A Rockefeller presidency in 1968 would have faced strong sentiments for an expansion of the welfare/entitlement and regulatory state espoused by liberals in the Democratic Party. Rockefeller presented himself as a reformer who supported more federal funding to address urban problems and income inequality. Johnson’s Great Society under a Rockefeller presidency might have become the even Greater Society. Given that Henry Kissinger was originally a Rockefeller advisor, Rockefeller’s foreign policy would have resembled in all likelihood Nixon’s, and feature détente with the Soviet Union, the opening of relations with China, strategic arms control deals, and selected covert military operations against hostile governments.

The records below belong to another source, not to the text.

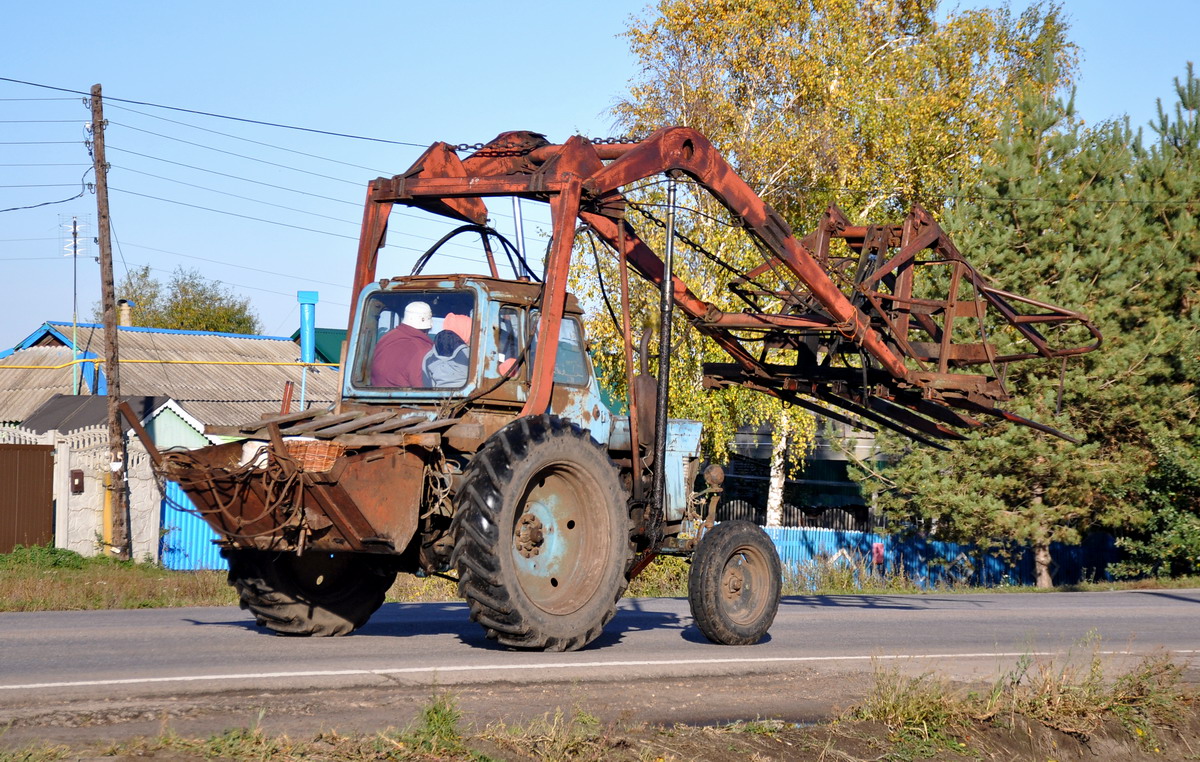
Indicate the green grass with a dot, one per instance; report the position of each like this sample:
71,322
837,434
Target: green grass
901,718
46,579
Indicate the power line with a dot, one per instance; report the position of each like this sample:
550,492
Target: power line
223,174
226,135
231,264
261,161
189,111
257,288
245,198
233,214
83,190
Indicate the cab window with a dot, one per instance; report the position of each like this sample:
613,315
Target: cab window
415,340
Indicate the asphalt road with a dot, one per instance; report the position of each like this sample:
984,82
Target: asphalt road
817,646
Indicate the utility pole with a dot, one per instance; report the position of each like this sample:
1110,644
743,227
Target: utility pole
118,493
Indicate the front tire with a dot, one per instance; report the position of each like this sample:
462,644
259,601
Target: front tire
541,537
735,583
319,594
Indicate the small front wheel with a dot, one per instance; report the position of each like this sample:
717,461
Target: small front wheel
735,583
316,593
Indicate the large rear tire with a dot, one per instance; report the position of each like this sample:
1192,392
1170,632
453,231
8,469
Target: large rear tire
541,535
319,594
735,583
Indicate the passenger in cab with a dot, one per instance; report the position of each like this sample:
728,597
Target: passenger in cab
399,354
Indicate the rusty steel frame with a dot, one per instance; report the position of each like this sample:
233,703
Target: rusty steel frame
822,312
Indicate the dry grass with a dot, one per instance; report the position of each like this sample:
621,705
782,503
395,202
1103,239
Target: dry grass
904,718
927,713
41,579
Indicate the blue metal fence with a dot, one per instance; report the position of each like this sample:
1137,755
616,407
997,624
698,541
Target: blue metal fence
186,543
929,563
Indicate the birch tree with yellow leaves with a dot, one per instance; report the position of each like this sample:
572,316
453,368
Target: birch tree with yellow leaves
873,105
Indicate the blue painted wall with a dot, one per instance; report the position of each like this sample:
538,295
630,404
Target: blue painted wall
929,563
186,541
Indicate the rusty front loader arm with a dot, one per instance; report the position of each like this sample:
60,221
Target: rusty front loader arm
845,299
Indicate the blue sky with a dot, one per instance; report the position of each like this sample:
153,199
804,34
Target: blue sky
401,71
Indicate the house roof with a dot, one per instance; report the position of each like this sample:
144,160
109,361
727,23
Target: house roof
75,412
221,379
23,389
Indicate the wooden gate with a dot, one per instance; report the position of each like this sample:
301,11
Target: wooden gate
27,496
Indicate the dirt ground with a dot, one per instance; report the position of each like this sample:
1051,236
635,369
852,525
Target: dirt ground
759,717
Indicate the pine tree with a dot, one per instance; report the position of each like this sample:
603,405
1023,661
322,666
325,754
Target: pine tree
1057,216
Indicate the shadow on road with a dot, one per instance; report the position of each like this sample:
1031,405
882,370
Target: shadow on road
899,603
1187,599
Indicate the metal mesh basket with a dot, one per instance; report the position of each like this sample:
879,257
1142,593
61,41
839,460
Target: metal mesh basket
312,455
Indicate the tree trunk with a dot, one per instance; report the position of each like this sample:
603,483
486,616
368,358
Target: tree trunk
1042,564
778,474
1041,546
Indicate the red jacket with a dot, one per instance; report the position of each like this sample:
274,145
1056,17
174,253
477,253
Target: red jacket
397,358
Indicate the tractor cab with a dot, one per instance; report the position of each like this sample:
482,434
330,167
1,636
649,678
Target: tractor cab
466,337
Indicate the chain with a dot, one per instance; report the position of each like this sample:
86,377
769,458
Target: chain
615,141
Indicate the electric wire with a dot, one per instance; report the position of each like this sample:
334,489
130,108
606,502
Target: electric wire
64,201
233,214
223,174
245,198
433,219
209,148
227,135
241,267
222,282
240,119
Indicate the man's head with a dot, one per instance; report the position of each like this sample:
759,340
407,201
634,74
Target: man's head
419,316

Nixon, Rockefeller, Goldwater, and Reagan were not pure political ideologues; they were politicians seeking power for their own advancement, often at the expense of party loyalty and their espoused political beliefs. Their political careers can be weighed on a scale ranging from opportunism to principle. All of these men were partisan Republicans and all understood the importance of ideology as a force in modern American politics, but they were politicians above all else.

These four men, rivals for the presidency, were neither complete saints nor sinners. They were men with flaws. Whatever their motivations as they ran for the highest office in the land, they sought to serve their country. Their ambitions might have been directed to other avenues rather than in presidential politics. Instead, they offered themselves to the voters because they believed they could lead the nation to a better future. History will judge them accordingly, as it will future presidents.